McKinley was in Buffalo for the Pan-American Exposition when a former mill worker named Leon Czolgosz fired two shots at him. One bullet bounced off a button on his coat, while the other penetrated his abdomen. Surgeons operated immediately but could not locate the bullet.
Though McKinley initially appeared to be healing, his condition took a turn for the worse, and he eventually succumbed to the injury. McKinley’s vice president, Theodore Roosevelt, was sworn into office later that day.
Czolgosz, meanwhile, was found guilty at trial and executed on October 29.
After the president’s death, rumors began to circulate that the shooter had dipped the bullet in poison. Some medical experts blamed McKinley’s doctors for botching the surgery. The government commissioned a formal report to investigate these claims.

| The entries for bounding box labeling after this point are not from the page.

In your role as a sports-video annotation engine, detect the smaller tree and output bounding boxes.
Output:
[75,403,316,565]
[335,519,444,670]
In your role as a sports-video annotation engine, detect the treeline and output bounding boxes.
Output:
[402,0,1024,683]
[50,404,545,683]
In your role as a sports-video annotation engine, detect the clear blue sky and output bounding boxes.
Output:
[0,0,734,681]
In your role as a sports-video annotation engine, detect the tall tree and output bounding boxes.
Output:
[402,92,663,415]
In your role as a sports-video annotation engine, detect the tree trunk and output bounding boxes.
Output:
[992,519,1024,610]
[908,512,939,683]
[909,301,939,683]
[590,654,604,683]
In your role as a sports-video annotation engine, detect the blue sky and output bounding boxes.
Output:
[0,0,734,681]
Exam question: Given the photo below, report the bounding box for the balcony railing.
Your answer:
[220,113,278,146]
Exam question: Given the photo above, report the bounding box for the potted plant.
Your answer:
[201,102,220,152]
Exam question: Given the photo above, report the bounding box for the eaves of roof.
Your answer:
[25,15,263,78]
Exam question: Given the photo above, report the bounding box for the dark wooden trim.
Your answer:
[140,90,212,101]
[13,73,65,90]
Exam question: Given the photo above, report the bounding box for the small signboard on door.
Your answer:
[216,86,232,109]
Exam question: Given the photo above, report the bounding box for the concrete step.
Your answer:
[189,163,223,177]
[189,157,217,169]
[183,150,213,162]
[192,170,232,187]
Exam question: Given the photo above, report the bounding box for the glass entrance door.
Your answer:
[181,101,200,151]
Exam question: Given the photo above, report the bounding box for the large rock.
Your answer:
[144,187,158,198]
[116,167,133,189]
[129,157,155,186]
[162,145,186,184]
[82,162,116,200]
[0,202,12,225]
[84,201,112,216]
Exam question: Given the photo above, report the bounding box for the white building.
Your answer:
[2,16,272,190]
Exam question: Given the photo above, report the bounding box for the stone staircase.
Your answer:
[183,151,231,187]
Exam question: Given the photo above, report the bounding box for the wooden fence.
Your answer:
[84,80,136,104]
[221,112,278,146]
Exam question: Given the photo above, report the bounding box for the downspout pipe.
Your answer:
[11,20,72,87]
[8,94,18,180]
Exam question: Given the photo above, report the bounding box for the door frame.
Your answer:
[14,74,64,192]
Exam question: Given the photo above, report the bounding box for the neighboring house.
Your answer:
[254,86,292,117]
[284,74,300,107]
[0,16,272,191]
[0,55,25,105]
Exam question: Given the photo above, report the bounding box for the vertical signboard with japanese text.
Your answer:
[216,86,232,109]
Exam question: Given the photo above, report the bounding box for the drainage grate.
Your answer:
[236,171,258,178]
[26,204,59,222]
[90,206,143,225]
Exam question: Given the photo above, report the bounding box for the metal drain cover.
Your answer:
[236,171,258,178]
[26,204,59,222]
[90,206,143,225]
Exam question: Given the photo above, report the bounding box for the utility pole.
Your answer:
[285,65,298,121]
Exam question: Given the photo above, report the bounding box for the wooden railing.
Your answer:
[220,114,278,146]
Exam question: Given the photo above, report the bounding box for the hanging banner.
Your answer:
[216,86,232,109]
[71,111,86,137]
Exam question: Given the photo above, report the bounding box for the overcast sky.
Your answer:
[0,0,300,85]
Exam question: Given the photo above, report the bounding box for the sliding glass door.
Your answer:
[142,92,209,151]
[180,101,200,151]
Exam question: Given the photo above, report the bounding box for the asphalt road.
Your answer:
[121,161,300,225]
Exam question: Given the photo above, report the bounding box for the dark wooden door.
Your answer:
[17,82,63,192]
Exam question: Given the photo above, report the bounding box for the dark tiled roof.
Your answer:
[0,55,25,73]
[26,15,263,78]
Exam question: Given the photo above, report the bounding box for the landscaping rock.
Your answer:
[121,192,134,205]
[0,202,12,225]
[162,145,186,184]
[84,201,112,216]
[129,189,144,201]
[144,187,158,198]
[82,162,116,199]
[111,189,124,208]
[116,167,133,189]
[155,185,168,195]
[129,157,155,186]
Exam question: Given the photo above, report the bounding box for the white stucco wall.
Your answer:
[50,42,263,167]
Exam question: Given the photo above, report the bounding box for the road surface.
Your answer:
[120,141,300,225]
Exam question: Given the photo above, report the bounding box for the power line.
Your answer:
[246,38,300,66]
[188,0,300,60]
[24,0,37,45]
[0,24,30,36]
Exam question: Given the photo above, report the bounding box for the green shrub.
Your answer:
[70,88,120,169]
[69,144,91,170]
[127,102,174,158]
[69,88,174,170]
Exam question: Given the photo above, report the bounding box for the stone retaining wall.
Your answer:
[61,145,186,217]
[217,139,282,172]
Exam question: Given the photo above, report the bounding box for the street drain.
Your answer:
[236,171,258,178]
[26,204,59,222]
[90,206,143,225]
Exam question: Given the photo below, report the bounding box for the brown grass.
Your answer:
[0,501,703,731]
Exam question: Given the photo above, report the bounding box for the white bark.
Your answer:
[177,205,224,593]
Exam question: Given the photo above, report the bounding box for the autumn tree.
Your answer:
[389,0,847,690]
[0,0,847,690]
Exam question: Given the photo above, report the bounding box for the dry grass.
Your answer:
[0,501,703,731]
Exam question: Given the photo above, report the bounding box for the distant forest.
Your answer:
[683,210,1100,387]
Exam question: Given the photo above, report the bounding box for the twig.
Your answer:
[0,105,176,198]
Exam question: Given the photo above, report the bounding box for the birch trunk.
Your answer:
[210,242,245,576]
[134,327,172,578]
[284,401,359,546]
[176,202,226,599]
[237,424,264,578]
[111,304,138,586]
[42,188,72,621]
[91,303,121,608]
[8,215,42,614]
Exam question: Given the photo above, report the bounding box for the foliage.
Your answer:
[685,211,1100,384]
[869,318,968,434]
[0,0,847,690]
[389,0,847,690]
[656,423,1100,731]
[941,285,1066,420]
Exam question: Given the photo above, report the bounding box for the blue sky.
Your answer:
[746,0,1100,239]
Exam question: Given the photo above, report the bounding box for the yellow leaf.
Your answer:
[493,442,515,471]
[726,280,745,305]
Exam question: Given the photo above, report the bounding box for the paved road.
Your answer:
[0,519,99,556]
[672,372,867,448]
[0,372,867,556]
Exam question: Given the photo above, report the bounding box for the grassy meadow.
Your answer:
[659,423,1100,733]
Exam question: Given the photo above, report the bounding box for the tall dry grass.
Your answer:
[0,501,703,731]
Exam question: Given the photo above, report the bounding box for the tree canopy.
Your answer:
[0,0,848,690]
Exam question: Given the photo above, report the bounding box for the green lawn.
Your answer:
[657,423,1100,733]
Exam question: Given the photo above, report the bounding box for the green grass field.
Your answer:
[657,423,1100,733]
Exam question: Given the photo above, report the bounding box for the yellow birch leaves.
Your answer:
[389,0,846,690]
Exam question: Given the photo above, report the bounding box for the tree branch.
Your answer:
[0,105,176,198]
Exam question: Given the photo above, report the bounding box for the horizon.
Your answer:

After Gaylord and Matzinger conducted the autopsy together, Matzinger worked alone to test various samples from the wound, as well as from the assassin’s revolver and bullets. He grew and monitored cultures from the samples in agar and gelatin.
The physician then injected some of the cultures into rabbits and a dog, which he watched for any signs of ill health. “It is unclear if these animals were his personal pets or laboratory animals, or how he thought they would resolve the question of whether the bullets were laced with poison or bacteria,” writes Live Science’s Harry Baker.
The dog, he wrote, was “acting well” after several days.
In the end, his bacteriological analysis found no evidence of poison. He concluded that “any infection developed later” and resulted from “trauma and complications from the shooting,” according to Raab Collection.
Today, medical historians think McKinley died of a bacterial infection that developed along the bullet’s pathway and around his pancreas. At the time, however, germ theory was still in its infancy, and doctors did not yet have antibiotics at their disposal.
The Matzinger archive “gives us new and fascinating insight into an important moment in American history, the nation grieving, demanding answers about a fallen president,” says Raab in a statement. “We’ve never seen anything on the market like it.”